PDA

View Full Version : how to extract the anchor text



roger nie
10-29-2009, 02:59 AM
these days ,i'm working at refining the content of a html document.I extract all the hyperlinks and the corresponding anchor text in a html document.But while extracting the anchor text ,i just use the character matching technology,such as IndexOf (),...but it takes long time.
Do you have other methods to extrct the anchor text of an hyperlink,and tell me .Thanks!

rberinger
10-29-2009, 12:24 PM
these days ,i'm working at refining the content of a html document.I extract all the hyperlinks and the corresponding anchor text in a html document.But while extracting the anchor text ,i just use the character matching technology,such as IndexOf (),...but it takes long time.
Do you have other methods to extrct the anchor text of an hyperlink,and tell me .Thanks!

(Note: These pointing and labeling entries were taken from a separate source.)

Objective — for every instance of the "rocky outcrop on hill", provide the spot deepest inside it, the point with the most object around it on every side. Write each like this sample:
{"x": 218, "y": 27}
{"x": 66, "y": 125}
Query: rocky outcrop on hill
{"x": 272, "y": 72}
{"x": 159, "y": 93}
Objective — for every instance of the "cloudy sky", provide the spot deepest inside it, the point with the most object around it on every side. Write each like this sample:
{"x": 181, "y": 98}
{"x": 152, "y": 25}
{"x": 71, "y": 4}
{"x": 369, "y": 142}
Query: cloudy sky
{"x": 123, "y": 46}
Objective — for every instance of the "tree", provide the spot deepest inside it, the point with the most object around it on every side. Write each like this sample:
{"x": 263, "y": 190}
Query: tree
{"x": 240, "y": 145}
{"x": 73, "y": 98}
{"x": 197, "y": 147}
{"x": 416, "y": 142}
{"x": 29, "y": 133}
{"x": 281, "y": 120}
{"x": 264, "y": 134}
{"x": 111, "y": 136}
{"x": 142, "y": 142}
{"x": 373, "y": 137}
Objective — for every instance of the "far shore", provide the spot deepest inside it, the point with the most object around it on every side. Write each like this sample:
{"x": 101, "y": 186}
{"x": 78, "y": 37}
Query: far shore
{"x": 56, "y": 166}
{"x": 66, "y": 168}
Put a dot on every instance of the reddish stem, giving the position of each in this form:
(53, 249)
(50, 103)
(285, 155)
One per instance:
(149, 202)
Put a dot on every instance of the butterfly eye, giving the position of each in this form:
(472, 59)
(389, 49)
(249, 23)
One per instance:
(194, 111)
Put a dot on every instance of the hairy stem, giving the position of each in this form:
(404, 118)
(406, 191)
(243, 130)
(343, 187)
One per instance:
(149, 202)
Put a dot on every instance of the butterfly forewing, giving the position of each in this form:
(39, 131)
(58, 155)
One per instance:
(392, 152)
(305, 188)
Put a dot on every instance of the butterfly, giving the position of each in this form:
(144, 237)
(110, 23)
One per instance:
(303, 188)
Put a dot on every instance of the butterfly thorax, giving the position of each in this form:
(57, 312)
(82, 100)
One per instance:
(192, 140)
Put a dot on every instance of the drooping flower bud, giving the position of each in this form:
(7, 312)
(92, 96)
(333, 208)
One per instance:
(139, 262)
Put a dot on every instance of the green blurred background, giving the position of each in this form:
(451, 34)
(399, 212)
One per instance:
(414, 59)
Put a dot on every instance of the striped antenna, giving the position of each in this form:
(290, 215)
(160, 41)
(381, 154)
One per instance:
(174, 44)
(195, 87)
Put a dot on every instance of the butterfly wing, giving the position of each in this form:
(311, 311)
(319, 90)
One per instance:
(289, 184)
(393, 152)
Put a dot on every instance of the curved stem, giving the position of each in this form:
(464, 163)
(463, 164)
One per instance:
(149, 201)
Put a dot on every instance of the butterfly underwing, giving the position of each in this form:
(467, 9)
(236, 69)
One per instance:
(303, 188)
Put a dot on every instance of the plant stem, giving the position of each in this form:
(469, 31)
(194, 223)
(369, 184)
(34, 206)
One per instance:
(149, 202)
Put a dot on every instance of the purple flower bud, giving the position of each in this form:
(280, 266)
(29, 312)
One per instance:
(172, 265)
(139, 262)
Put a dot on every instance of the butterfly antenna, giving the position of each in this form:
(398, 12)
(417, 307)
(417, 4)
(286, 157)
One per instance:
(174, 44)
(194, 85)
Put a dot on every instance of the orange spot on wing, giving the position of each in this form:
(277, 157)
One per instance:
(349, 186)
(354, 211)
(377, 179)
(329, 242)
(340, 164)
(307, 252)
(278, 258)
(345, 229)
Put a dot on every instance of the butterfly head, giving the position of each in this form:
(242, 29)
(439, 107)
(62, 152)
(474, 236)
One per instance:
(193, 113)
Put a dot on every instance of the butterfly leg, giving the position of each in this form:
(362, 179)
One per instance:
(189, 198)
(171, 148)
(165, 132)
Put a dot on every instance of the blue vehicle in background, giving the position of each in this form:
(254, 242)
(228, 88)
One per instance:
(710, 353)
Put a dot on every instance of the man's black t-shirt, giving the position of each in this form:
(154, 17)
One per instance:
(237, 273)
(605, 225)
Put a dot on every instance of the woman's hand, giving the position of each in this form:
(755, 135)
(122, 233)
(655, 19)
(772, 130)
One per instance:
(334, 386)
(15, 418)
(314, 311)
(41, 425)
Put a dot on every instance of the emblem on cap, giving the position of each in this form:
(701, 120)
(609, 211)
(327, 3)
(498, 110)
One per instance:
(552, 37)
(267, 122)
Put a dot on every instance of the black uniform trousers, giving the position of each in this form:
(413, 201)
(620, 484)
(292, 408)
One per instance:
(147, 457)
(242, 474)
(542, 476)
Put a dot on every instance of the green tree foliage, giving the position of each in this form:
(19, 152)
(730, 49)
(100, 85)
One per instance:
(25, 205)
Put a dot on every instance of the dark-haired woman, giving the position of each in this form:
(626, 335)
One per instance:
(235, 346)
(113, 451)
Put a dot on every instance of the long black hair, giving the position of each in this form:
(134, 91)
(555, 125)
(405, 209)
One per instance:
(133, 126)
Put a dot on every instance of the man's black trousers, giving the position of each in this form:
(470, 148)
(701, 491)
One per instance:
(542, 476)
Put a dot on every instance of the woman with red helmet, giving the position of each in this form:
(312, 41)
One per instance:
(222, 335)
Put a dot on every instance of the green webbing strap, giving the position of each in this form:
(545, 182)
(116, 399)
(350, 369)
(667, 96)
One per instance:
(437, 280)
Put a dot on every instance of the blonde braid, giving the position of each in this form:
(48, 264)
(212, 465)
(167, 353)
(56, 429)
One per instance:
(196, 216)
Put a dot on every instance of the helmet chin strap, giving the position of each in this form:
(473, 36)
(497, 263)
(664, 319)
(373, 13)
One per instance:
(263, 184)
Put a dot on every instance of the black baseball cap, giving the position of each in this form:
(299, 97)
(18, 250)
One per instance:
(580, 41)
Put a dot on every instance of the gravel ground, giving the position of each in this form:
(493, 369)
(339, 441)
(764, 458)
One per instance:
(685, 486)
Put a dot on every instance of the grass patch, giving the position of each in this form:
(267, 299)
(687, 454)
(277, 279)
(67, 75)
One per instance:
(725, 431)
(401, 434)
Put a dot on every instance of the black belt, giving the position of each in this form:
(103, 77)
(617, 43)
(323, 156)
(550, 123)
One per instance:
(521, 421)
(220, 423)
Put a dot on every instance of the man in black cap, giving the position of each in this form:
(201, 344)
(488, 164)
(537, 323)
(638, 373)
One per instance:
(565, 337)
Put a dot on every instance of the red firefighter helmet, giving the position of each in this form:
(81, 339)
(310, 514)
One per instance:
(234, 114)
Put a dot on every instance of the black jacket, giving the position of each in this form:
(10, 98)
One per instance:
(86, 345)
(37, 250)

There are several ways of doing this efficently (jQuery, XPath from DekiScript) if you provide a more specific "road map" of what your trying to accomplish I'm sure we can help. What are you doing with the text once you extract it?

crb
10-30-2009, 07:31 PM
I guess he's referring to SGMLReader.

roger nie
11-04-2009, 06:36 AM
There are several ways of doing this efficently (jQuery, XPath from DekiScript) if you provide a more specific "road map" of what your trying to accomplish I'm sure we can help. What are you doing with the text once you extract it?
i'm working at a meta mobile search engine ,i've constructed the search engine,and it works.But while used in mobile phones,the web page is too big ,so i want to extract the main content of a web page for the search result.
bye the way,the engine is constructed in ASP.NET

roger nie
11-04-2009, 06:38 AM
I guess he's referring to SGMLReader.
I've used SGMLReader for formating the html documents.but when i come to the next step,new question appears.